Do you think there’s any correlation between a 1,500% increase in drug overdose deaths and, say, the complete financialization of the American economy under Alan Greenspan, Ben Bernanke, and Janet Yellen? Could the loss of manufacturing jobs, the housing bubble and 2008 crash, and the new tech-driven loneliness/meanness in our culture have anything to do with skyrocketing drug deaths?

Yes! Of course there’s a correlation. A degradation in monetary value is always matched by similar trends in society.

The degradation in money is happening right now in America. And this is not to trivialize the seriousness of the “public health emergency” declared by President Trump in October.

Millions of Americans are addicted to drugs that will ruin their lives, their families, or even kill them.

Yet no one is willing to entertain the notion that the biggest addiction of all in America – the one that’s killing our polite political discourse, turning family member against family member, and leading us to spend a vast amount of time seeking the approval of complete strangers – is hiding in plain sight.

Well, it is. And it was designed to do exactly what it’s done.

Big Tech and the Deep State

Am I really saying that Wall Street’s most powerful companies and America’s biggest technology superstars are “evil” and deliberately meddling with your neurochemistry to disrupt your life and commandeer your attention?

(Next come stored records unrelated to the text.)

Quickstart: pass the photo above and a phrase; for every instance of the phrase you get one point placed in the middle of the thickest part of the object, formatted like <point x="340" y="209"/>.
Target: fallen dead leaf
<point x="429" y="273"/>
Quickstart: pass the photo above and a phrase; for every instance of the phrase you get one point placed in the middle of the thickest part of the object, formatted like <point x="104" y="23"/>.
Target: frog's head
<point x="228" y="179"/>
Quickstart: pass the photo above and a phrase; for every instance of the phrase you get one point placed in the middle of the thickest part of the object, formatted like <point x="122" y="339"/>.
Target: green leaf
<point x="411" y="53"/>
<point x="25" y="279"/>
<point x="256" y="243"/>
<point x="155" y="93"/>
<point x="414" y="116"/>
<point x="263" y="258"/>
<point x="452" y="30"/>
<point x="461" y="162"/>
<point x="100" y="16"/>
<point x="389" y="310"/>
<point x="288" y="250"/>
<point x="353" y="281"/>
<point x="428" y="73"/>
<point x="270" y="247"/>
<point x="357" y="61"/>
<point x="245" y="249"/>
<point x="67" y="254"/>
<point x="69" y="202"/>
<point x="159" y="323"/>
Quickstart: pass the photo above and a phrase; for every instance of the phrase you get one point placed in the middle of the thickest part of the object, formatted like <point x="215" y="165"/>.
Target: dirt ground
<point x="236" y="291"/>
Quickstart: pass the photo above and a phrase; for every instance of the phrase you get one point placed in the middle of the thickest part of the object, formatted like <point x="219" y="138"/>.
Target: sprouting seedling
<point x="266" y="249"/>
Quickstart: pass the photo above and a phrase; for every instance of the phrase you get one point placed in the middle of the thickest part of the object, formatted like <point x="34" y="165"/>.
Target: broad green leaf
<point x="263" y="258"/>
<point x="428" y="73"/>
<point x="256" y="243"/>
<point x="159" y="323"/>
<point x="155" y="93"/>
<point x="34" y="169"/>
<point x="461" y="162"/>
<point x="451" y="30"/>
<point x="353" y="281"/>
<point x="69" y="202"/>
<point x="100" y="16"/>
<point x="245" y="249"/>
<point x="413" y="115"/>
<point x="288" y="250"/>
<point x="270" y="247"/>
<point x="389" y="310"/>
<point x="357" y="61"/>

What we have now is American companies openly collaborating with the authoritarian and communist Chinese state to develop and deploy the technology of ubiquitous surveillance.

U.S. companies like Seagate, Qualcomm, and United Technologies were among dozens of companies attending China’s 16th Public Security Expo in Shenzhen, bidding for a piece of China’s $6.4 billion public surveillance market. Do you really think it’s not coming to America? It’s already here.

Social media, and Facebook in particular, is based on you sharing everything you do with everyone else (not just your friends, but Facebook and all the people it sells data to, including the U.S. government and the various security agencies of the Deep State).

By “checking in” at the football game or posting your pictures from your recent vacation, the first thing you’re doing is telling everyone where you are physically.

Think about how much time this saves the Deep State! They don’t need an FBI agent or informant to keep track of everyone. You keep track of yourself and report your whereabouts constantly, just like a parolee would to a parole officer.

In dog handling, this is called “positive control.” It means having successfully trained a dog to obey your commands, whether with a physical device (a leash) or with a voice command (stay, roll over, play dead, etc.). When you think about your membership of Facebook that way, you see how sinister it is.

The Tech Backlash Is Coming

It wasn’t supposed to be this way with the internet. The internet was supposed to make information free, connect everyone, and become a better way of organizing economic and political life through decentralized, consent-based services that made Big Government extinct.

But as the American public finds out just how duplicitous and deliberate tech companies have been at trying to produce actual addiction, I believe the backlash against tech will be swift and severe. Users will plummet. People will turn their attention elsewhere. Advertising-supported business models will fail.

I hope what I’ve shown you so far is that your emotions and the very way in which your brain processes information and rewards behavior are ALREADY being used to capture your attention.

Technology, we thought, would be a tool for liberation. It has become a tool of addiction and soon, if we’re not careful, political and financial repression.